You're missing one aspect.

You're missing something re: .txt and .html files:

I drew the comparison with .txt and .html to show what the intent behind .pdf is, so let me try again:

Prior to PDF, if you as a designer wanted let a client see a project without visiting them in person, you had few options: fax hard copy; send a .qxp file, hoping the person on the other end had XPress and all the right fonts, etc.; or sending the file in format which which could be read by a majority of applications (at the time in the '90s, it was .txt. .doc. or .html). All of these had drawbacks, and the latter formats meant that you lost your design. The recipient could _read_ it, but the design integrity was lost.

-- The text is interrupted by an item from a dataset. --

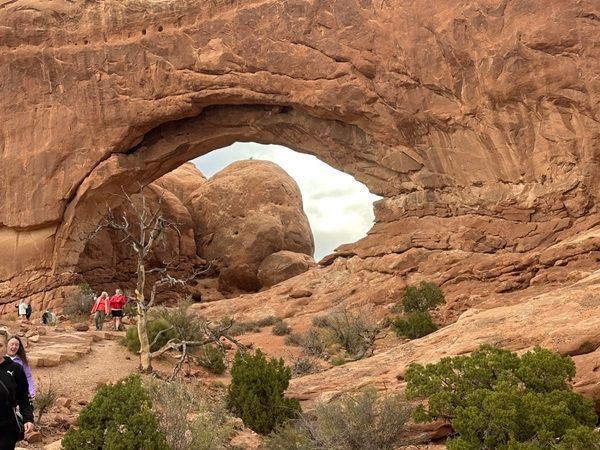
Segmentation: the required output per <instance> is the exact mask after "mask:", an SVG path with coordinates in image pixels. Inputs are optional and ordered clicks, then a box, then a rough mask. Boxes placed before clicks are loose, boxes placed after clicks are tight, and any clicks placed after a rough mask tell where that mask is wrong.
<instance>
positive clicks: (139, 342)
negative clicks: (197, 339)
mask: <svg viewBox="0 0 600 450" xmlns="http://www.w3.org/2000/svg"><path fill="white" fill-rule="evenodd" d="M169 328H171V324H170V323H169V322H167V321H166V320H165V319H155V320H149V321H148V325H147V328H146V330H147V332H148V340H149V342H150V344H152V342H154V339H155V338H156V335H157V334H158V333H159V332H161V331H162V330H168V329H169ZM176 337H177V332H176V331H175V329H170V330H168V331H165V332H163V333H162V334H161V335H160V337H159V338H158V339H157V341H156V342H155V343H154V345H151V346H150V351H152V352H154V351H156V350H159V349H160V348H161V347H162V346H163V345H165V344H166V343H167V342H169V340H171V339H175V338H176ZM122 343H123V345H125V346H126V347H127V349H128V350H129V351H130V352H132V353H137V352H139V351H140V339H139V337H138V331H137V327H136V326H135V327H129V328H127V333H125V337H124V338H123V341H122Z"/></svg>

The idea behind PDF was to allow as many people as possible to see a file with all its formatting intact. And in truth, that's what PDF has done. You can distill almost any file into PDF and have your fonts and images intact. If you're a QXP user and you send a file to someone who has InDesign installed, PDF is still the most failthful way to communicate your design intent (as the conversion between QXP and ID isn't very good).

Hey, I'm not criticizing you or any designers for not liking it. I understand there is more to be done.

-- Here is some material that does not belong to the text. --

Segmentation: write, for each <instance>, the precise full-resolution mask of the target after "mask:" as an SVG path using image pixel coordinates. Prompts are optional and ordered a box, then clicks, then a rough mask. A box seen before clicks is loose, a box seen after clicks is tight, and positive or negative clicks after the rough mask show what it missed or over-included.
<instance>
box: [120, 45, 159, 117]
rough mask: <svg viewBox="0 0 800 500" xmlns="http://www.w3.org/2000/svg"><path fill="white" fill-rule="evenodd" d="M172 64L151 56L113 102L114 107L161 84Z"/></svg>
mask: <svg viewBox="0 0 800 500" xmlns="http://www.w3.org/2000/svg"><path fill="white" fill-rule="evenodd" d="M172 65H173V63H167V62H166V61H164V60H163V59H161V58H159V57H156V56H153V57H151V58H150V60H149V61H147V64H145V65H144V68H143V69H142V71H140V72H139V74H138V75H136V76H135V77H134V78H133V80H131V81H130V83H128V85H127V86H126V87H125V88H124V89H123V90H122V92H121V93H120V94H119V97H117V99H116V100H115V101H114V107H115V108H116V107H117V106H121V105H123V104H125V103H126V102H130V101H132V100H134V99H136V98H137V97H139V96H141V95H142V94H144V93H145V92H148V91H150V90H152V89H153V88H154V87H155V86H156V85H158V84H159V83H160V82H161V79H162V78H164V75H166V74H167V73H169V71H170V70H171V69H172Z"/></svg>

But it is very true that the original idea behind it was to help the design community, not alienate it, as it apparently has done. I'm merely pointing that out.

-- Pamela Pfiffner

7

Strongly Disagree

Quote:
I suggest a slight shift of messaging. Instead of focusing on the process, focus on the technology.

Quote:
So why isn't that message drummed into designers' heads?

Because this is just the opposite of good design principles. Technology is a tool.

Your own examples don't support your article .txt files are created by typists and .html files (.htm) are created for web purposes.

For professional printing purposes, .pdf files are the poor cousins of .qxd, .eps, .tif, .psd, etc. The difference is that anyone can have access to .pdf files and can change things they don't understand.

.pdf is a cheap replacement for the time, money and experience it takes to work with design software. As such, it is clearly here to stay.

I hate it because it is a completely unnecessary step that lowers the standards for everyone.

As far as Adobe being known for postscript. I agree. Postscript was a good thing, though. It brought computer production up to professional resolution levels and raised the bar on quality.

.pdf is a "good enough" kind of technology. It is used mostly as a cost-cutting tool. Trying to sell it as anything else is just wrong.